- The Washington Times - Thursday, February 8, 2007

11:58 a.m.

BEIJING — North Korea agreed in principle today to take initial steps toward dismantling its nuclear programs at the start of international talks seeking the first concrete progress on disarming Pyongyang.

The main U.S. negotiator said that talks resumed on a positive note and that sides were hoping to achieve an agreement on the first steps for the North’s disarmament.

“We had a good first day today,” Assistant Secretary of State Christopher Hill told reporters. “We hope we can achieve some kind of joint statement here.”

Unlike the last round of six-nation talks in December, Mr. Hill said the countries “were able to make progress on discussing denuclearization.”

Negotiators are working to lay out the implementation of a September 2005 agreement in which the North pledged to disarm in exchange for aid and security guarantees.

Mr. Hill said a draft agreement expected from the Chinese hosts by tomorrow morning would detail a “set of actions taken in a finite amount of time.” He declined to give specifics but said the moves would take place in a matter of “single-digit weeks.”

Pyongyang’s envoy had said before the talks started that he was ready to discuss initial steps toward nuclear disarmament.

“We are prepared to discuss first-stage measures,” Kim Kye-gwan said on arriving in Beijing for the meeting at a Chinese state guesthouse.

American specialists who visited Mr. Kim in Pyongyang last week said North Korea would propose a freeze of its main nuclear reactor and a resumption of international inspections in exchange for energy aid and a normalization of relations with Washington.

Mr. Kim said today that any moves by North Korea would depend on the U.S. attitude.

“We are going to make a judgment based on whether the United States will give up its hostile policy and come out toward peaceful coexistence,” he said, adding that Washington was “well aware” of what it had to do.

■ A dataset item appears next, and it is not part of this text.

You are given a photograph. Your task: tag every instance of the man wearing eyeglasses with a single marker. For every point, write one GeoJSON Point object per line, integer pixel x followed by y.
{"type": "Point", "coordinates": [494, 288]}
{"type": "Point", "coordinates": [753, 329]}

North Korea has twice boycotted the nuclear talks for more than a year, claiming various U.S. policies show the Bush administration intends to topple its government.

“I’m not either optimistic or pessimistic because there are still many points of confrontation to resolve,” Mr. Kim said.

Still, his comments marked a change in North Korea’s position from the last round of talks in December, when Mr. Kim refused to even discuss disarmament and demanded the lifting of U.S. financial restrictions against a Macau bank where North Korea held accounts.

The lack of any on-the-ground results in disarming North Korea has raised the issue of the credibility of the talks, which involve China, Japan, Russia, the U.S. and the two Koreas.

Since 2003, they have produced only a single joint statement in September 2005 on principles for North Korea to abandon its nuclear program in exchange for aid and pledges that Washington won’t seek the regime’s ouster.